Ihr habt euch sicher schon gefragt, ob es mich überhaupt noch gibt. Ja, und es geht mir sehr gut. Leider ist es ziemlich schwer jemanden zu finden, der all meine Erlebnisse aufschreibt. Derzeit herrscht akuter Personalmangel unter den Pflegern und sie haben alle Hände voll zu tun, um den normalen Tierheimbetrieb aufrecht zu erhalten, da will ich nicht auch noch nerven. Manchmal sitzen sie im Büro, um einen Kaffe zu trinken…..nun da wäre Zeit für ein Gespräch, aber ich muss euch sagen…da hab ich entweder mit kauen zu tun, wenn`s ein Leckerlie gibt oder ich lass mal so richtig mein Fell kraulen und wer will da schon plappern?

Leider mussten wir uns wieder von ganz lieben Freunden verabschieden. Eichhörnchen Paulinchen, die Hunde Bella, Icke, Anka und Chelsae, der Vorstandskater Peter und Tommy sind über die Regenbogenbrücke gegangen. Ich kann euch sagen, sie fehlen mir ganz schön. Vor allem der liebe Tommy der anfangs so schüchtern war und sich zum Schluss unserer Gruppe der Bürokatzen angeschlossen hatte.

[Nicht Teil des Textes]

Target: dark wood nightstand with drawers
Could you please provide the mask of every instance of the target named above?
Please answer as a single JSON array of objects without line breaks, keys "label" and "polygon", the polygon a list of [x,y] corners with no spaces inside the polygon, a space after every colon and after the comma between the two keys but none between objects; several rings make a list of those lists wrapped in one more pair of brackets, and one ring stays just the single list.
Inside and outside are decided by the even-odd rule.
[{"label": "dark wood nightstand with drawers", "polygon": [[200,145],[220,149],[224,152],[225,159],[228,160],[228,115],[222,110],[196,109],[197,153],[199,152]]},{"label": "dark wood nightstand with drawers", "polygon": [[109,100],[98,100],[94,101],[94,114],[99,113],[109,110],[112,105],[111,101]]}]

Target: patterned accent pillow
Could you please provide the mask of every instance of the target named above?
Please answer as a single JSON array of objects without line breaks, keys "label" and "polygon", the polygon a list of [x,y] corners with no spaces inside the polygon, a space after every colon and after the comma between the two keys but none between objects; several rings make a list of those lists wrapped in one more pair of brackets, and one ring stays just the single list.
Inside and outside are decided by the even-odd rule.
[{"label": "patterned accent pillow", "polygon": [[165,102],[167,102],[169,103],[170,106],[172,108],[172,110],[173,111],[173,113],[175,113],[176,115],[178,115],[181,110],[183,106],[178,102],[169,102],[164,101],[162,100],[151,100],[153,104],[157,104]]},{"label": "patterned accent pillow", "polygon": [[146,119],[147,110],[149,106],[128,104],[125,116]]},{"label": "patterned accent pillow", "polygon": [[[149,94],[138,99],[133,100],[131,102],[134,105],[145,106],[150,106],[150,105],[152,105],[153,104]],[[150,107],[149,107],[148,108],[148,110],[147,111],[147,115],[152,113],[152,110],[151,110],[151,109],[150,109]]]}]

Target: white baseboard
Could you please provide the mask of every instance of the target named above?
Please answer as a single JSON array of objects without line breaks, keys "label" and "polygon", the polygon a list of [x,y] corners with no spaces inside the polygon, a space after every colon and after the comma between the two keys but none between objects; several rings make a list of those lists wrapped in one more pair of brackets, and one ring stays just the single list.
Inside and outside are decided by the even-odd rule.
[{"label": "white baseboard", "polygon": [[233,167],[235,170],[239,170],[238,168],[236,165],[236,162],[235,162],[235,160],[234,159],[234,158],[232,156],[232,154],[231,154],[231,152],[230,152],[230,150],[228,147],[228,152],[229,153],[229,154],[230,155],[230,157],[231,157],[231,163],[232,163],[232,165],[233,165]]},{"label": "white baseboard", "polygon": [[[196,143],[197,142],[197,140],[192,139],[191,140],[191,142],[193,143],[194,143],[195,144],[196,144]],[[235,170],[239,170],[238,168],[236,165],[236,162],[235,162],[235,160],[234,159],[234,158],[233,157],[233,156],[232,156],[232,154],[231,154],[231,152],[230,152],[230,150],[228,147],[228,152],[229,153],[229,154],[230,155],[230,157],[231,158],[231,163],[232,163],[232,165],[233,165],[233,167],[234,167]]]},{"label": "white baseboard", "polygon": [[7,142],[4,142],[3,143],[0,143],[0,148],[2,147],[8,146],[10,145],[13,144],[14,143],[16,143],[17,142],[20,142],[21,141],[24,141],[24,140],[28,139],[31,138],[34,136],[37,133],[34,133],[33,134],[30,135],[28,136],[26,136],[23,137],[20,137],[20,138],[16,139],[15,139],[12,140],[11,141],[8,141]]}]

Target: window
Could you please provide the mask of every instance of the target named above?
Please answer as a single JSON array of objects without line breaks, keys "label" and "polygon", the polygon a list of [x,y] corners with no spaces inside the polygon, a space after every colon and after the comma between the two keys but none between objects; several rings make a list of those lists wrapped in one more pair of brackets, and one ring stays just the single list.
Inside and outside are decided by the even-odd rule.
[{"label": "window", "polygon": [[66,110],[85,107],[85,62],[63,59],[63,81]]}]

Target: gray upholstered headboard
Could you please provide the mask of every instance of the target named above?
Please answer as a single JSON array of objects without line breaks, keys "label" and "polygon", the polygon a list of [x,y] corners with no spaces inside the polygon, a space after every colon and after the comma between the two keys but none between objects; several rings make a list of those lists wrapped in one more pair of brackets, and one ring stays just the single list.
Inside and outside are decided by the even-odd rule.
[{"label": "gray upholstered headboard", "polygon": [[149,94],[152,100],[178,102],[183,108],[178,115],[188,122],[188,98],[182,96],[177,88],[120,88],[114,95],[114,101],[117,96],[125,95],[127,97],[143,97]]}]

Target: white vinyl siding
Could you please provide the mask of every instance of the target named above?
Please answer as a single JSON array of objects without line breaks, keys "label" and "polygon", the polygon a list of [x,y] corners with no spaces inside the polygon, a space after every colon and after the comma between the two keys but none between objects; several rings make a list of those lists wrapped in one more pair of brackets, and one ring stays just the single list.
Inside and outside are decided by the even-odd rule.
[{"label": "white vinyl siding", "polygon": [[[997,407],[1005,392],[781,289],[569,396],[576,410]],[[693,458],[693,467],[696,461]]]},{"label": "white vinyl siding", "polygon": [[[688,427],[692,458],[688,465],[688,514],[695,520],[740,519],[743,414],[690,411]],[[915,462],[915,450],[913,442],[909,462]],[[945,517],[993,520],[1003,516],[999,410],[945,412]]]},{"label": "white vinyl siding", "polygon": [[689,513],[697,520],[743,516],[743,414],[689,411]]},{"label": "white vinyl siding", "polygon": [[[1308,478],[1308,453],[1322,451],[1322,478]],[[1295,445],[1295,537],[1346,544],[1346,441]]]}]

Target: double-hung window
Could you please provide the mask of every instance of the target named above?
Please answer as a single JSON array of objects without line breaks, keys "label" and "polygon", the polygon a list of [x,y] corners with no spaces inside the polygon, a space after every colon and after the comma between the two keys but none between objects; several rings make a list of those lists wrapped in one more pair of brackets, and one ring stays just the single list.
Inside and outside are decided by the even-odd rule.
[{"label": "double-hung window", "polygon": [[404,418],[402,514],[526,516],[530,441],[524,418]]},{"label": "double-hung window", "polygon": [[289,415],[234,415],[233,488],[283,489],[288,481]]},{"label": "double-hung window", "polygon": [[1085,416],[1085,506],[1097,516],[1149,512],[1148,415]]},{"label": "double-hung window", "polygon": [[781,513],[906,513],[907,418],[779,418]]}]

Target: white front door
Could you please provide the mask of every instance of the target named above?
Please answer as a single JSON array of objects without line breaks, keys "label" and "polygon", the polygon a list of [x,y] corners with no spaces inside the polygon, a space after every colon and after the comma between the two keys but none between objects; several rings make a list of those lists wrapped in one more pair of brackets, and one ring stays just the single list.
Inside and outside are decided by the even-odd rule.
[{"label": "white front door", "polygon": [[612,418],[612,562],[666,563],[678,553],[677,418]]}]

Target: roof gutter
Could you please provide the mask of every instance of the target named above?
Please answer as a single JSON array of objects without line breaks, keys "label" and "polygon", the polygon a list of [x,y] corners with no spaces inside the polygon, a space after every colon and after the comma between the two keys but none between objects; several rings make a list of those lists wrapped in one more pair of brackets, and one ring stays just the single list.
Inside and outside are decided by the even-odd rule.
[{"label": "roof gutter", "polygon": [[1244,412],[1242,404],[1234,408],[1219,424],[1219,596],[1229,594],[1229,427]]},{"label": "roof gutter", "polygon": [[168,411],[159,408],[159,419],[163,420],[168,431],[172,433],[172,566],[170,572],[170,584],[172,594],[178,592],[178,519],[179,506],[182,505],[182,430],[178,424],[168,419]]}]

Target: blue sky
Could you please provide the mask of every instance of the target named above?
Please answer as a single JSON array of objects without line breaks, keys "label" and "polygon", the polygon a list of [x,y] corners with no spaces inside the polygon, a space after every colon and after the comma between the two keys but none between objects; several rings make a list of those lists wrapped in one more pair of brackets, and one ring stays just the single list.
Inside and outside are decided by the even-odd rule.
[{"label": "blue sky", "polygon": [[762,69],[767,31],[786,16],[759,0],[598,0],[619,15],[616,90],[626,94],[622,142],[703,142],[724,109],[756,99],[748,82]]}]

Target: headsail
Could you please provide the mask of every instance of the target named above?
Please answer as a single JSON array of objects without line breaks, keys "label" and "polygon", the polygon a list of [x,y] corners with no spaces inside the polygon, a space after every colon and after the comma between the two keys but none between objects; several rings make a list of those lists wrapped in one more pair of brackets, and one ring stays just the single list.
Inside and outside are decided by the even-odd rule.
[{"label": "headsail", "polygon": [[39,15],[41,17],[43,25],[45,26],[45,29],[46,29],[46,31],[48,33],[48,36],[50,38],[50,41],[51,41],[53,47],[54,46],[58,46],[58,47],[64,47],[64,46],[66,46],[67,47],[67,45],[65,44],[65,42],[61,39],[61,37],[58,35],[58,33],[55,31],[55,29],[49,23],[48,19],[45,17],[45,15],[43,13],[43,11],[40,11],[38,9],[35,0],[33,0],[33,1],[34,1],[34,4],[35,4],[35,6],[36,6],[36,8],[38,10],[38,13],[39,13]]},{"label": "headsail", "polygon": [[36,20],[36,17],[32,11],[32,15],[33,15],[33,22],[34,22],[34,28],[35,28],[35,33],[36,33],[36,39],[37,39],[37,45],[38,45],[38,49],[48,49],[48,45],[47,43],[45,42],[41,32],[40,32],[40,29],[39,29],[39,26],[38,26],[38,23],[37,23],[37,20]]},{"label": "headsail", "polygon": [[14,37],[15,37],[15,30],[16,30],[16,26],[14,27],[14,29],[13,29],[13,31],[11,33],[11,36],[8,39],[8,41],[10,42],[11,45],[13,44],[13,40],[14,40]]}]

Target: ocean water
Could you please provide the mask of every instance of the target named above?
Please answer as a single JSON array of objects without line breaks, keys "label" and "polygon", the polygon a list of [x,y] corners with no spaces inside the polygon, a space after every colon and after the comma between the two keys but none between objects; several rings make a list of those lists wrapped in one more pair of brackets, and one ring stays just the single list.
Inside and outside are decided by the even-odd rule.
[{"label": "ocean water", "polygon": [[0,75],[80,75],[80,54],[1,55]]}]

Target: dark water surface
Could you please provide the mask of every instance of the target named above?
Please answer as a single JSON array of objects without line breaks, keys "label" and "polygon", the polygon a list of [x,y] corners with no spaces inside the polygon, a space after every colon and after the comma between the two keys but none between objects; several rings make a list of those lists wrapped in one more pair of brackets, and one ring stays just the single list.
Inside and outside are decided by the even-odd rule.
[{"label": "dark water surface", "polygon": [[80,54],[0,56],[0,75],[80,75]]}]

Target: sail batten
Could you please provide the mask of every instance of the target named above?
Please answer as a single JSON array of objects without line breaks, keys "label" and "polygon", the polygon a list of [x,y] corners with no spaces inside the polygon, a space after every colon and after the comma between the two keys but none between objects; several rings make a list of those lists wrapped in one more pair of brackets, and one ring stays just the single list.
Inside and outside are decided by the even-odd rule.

Nun aber zu meiner geheimnisvollen Entdeckung….
Seit ein paar Wochen drangen merkwürdige Geräusche in mein hochsensibles Katzengehör. Ich konnte sie zu erst nicht zuordnen, denn sie sind nicht oft hier zu hören. Es klang wie ein Fauchen und Wimmern und ich hatte alle Mühe zu erkunden, woher das kam. Dann bemerkte ich, wie immer mal jemand in der Quarantänestation verschwand und erst nach einiger Zeit wieder auftauchte, mit vielen Decken im Arm. Was hatten die Pfleger da unten versteckt? Neugierig schlich ich mich ans Fenster und sah …………… nichts, nur leere Zimmer, komisch, denn sonst waren da unten immer Hunde untergebracht.
Nun da ich von Natur aus sehr neugierig bin, immerhin bin ich ja eine Katze, gab ich so schnell nicht auf und immer wenn jemand in Richtung Quarantäne verschwand, schlich ich hinterher.
Nach ca. einer Woche Detektivarbeit konnte ich meinen Augen kaum trauen. Es war so wunderbar was ich da durchs Fenster sah. 10 kleine Wollknäule und ihre Hundemama. Nun es gibt ja nichts Schöneres als Katzenbabys, aber ich muss zugeben, dass die Kleinen wirklich niedlich sind. Anfangs waren sie in einem hinteren Zimmer untergebracht und lagen zusammen mit Hundemama Saba in einer Wurfbox, kein Wunder das ich sie da nicht sehen konnte. Jetzt dürfen sie alle Räume der Station nutzen und erkunden neugierig ihr neues Zuhause. Zurzeit kann man sie noch nicht besuchen, aber wenn es so weit ist, lass ich es euch wissen.


Ich habe auch eine neue Freundin. Sie heißt Fräulein Heinrich und gehört nun zu den Bürokatzen. Keine Ahnung wie sie es angestellt hat, aber die Pfleger sind damit einverstanden, das sie bei uns im Saal fressen und übernachten darf.


Unser jüngster Neuzugang ist eine ganz edle Dame. Sie nennen sie Gabi und sie ist ein Schwan. Ich hab wenig Kontakt mit ihr, denn sie lebt bei Egon im Gehege. In der freien Natur könnte sie nicht mehr überleben, da sie nach einer schweren Halsverletzung nur noch aufgeweichtes Futter fressen kann und Probleme mit dem Gleichgewicht hat. Wenn ihr zu uns ins Tierheim kommt oder im Wald spazieren geht, könnt ihr sie vom Zaun aus sehen.


So das war erst mal das Wichtigste aus dem Tierheim „Waldfrieden“. Ach da fällt mir noch etwas ein. Am 21.04.2012 treffen wir uns zu einem Arbeitseinsatz. Wir freuen uns über jede helfende Hand.